世の中の皆さんは、遺言・相続というと、それは金持ち、資産家のすることで自分は関係がないと考え ている人がほとんどではないでしょうか?

確かに、相続税を払うほどの資産がある人は、世の中の人々の5%程度の数だといわれております。 従って相続税もかからない程度の資産しか待たない自分には、それほど大仰に考える必要がないと思っておられるのです。

また、自分は家庭でも良き父であり、遺言などしなくても自分の家内と子供たちは他家がうらやむほど仲良くしているから、自分が死んだ後で、わずかな財産を巡って彼らが争いなどするはずがないと思っているのです。

しかし、それは大きな間違いです。
身近な例として私の知人のある円満な一家で、被相続人の親父さんがなくなった後、相続を巡って、特に子供兄弟が骨肉の争いになった例が多くみられます。

ひとつには、遺言がなかったために、相続財産の配分に関して、意見調整ができないケースが多くあります。

現金や預金なら明らかに金額が明確なので、まだしも配分がしやすいのですが、特に家・屋敷など不動産がある場合や所謂、僅かながらも書画・骨董など高価なお宝がある場合は、簡単ではありません。

家・屋敷を例えにとると、売り払いお金に換えてそれを相続人で分けるなら良いのですが、長男夫婦がそこに居住しており、売ってまで他に移り住む意思がなく、居住に固執する場合には、財産の所属と配分を 一体どうするかの話し合いがはなはだ難しくなるのです。

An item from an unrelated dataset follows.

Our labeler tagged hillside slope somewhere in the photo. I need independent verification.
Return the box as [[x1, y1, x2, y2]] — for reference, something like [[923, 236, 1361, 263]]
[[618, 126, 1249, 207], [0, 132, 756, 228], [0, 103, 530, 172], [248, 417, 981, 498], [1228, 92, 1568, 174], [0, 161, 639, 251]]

息子さん達がいくら仲が良くても、その奥さん方の仲が悪ければ、ことは簡単には参りません。「相続」がまさに「争続」になってしまう所以です。

また、亡くなったお父さんが、お母さんと一緒になる前に、離婚暦が有り、誰も知らないものの、離婚した女性との間にひよっとして子供さんが存在する場合もあります。 後々のトラブルを避けるために、これらも念のため調べることが必要です。

さらに、貴方が相続人の一人である場合、お父さんが亡くなって一族で葬儀を済ました後、幸いにお父さんの遺言が出てきたとしましょう。 それを今後どのようにしたらよいのか、兄弟でその扱い方について戸惑う場合がおありになるでしょう。

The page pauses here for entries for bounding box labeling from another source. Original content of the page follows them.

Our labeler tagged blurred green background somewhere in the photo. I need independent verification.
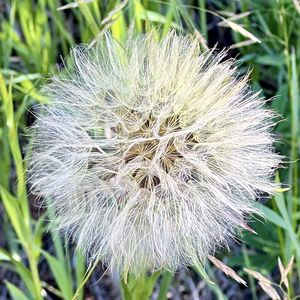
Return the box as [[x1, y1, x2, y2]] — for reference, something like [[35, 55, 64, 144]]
[[0, 0, 300, 300]]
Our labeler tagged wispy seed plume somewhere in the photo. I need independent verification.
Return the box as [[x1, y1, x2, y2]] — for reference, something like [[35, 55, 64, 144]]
[[28, 32, 280, 273]]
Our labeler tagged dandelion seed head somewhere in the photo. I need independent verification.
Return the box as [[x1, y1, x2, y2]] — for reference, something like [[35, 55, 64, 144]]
[[28, 32, 280, 273]]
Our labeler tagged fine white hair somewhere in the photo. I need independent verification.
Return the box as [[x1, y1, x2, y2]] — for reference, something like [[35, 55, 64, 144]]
[[28, 32, 280, 274]]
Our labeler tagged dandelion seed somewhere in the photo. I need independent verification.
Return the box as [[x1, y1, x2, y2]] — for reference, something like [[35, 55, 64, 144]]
[[28, 32, 280, 273]]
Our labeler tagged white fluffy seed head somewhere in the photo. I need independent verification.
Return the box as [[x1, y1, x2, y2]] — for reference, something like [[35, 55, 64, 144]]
[[29, 32, 280, 273]]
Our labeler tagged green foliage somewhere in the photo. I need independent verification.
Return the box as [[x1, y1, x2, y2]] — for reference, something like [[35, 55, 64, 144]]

今まで私が述べてきたことは、要は、遺産の多寡にかかわらず、被相続人が生前にきちんとした手当てをしておかないと残された人々がほとほと困ることになるということです。そして一方、相続人は、その対応をうまくしないと必要以上に難儀がふりかかってしまうということなのです。

以上は、相続に関する課題のほんの一部分です。 多くの方が捉えている「相続」への認識を今ひとつ改めて頂くことを願ってやみません。